In [None]:
!git clone https://github.com/kmasta/Aiffel_DLThon.git

# Baseline Code

## 필요한 라이브러리 임포트

In [None]:
import yaml
import pandas as pd
from transformers import AutoTokenizer, AutoModelForSequenceClassification, Trainer, TrainingArguments, EarlyStoppingCallback, ElectraForSequenceClassification
from sklearn.metrics import f1_score, accuracy_score
from torch.utils.data import Dataset
import torch
import os

from Aiffel_DLThon.pytorch_code.callback.logger import log_message, log_target_distribution, LoggingCallback
from Aiffel_DLThon.pytorch_code.callback.early_stopping import EarlyStopping
from Aiffel_DLThon.pytorch_code.callback.checkpoint import save_model
from Aiffel_DLThon.pytorch_code.callback.save_results import save_submission

## 모델 정보 불러오기

In [None]:
# Load model name
with open("./Aiffel_DLThon/pytorch_code/config/model_name.yaml", "r") as f:
    model_name_config = yaml.safe_load(f)
model_key = model_name_config["model_name"]

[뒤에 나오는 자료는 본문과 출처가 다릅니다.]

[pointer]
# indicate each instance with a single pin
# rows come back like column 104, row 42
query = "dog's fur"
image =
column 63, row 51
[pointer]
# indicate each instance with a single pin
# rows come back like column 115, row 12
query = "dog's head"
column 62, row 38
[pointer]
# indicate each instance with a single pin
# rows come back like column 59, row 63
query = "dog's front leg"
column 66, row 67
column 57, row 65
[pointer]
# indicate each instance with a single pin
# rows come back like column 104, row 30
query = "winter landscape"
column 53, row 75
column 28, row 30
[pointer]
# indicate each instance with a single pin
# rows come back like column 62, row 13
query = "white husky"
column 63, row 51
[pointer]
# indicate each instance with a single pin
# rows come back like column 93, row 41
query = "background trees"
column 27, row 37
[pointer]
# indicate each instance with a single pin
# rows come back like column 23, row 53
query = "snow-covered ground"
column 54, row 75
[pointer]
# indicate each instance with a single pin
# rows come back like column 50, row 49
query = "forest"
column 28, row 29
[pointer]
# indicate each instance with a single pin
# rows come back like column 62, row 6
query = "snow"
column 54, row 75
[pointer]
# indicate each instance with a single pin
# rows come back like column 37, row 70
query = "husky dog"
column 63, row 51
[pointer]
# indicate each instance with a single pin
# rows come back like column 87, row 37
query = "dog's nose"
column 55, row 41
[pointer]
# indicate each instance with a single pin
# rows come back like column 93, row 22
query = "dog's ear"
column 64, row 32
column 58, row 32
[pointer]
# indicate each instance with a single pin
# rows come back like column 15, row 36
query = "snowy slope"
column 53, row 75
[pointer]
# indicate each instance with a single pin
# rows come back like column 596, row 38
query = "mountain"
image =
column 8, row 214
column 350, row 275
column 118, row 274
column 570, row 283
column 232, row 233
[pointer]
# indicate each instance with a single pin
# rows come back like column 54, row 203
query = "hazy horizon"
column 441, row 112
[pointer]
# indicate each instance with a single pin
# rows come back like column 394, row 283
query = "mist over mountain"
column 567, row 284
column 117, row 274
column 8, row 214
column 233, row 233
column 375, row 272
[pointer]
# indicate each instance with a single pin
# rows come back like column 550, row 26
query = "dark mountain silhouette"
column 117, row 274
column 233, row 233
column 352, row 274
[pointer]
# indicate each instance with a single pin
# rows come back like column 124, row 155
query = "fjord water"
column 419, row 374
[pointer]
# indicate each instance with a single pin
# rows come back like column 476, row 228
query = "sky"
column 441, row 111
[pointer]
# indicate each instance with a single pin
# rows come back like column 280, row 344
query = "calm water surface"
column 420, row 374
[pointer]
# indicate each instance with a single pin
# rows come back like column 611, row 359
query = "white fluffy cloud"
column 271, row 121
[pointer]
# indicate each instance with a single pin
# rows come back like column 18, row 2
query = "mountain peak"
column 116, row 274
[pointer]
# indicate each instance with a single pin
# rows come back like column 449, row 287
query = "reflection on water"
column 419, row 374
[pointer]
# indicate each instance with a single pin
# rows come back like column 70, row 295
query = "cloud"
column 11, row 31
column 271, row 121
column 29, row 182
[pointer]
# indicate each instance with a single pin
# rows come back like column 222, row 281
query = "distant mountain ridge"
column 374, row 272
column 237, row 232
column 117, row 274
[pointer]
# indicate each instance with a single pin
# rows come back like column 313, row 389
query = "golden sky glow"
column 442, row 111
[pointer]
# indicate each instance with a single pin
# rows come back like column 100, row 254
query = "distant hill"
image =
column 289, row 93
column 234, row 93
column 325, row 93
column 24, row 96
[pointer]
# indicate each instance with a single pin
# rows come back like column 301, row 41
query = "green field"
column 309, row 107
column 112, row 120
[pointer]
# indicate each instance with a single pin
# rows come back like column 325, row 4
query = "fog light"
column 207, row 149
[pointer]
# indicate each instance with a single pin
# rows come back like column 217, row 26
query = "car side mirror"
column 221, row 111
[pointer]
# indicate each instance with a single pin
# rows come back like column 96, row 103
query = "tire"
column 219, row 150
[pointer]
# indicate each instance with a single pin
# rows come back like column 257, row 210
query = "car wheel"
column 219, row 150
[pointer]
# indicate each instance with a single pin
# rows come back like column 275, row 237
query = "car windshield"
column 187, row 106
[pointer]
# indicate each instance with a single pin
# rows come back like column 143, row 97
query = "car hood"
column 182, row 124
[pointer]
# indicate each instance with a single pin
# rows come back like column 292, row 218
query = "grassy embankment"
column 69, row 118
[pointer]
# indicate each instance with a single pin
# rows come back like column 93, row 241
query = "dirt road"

# Load full config for that model
with open(f"./Aiffel_DLThon/pytorch_code/config/{model_key}.yaml", "r") as f:
    config = yaml.safe_load(f)

log_message(f"Running experiment: {config['experiment_name']}", config["log_dir"])

## 토크나이저, 모델 구현

In [None]:
from transformers import ElectraPreTrainedModel, ElectraModel
from transformers.modeling_outputs import SequenceClassifierOutput
import torch.nn.functional as F
import torch.nn as nn

class ElectraTwoStageModel(ElectraPreTrainedModel):
    def __init__(self, config):
        super().__init__(config)
        self.electra = ElectraModel(config)
        self.dropout = nn.Dropout(config.hidden_dropout_prob)
        self.stage1_classifier = nn.Linear(config.hidden_size, 2)  # Binary
        self.stage2_classifier = nn.Linear(config.hidden_size, 4)  # Multiclass

        self.init_weights()

    def forward(self, input_ids, attention_mask=None, token_type_ids=None,
            binary_labels=None, multiclass_labels=None):
        outputs = self.electra(
            input_ids=input_ids,
            attention_mask=attention_mask,
            token_type_ids=token_type_ids
        )
        cls_output = self.dropout(outputs.last_hidden_state[:, 0, :])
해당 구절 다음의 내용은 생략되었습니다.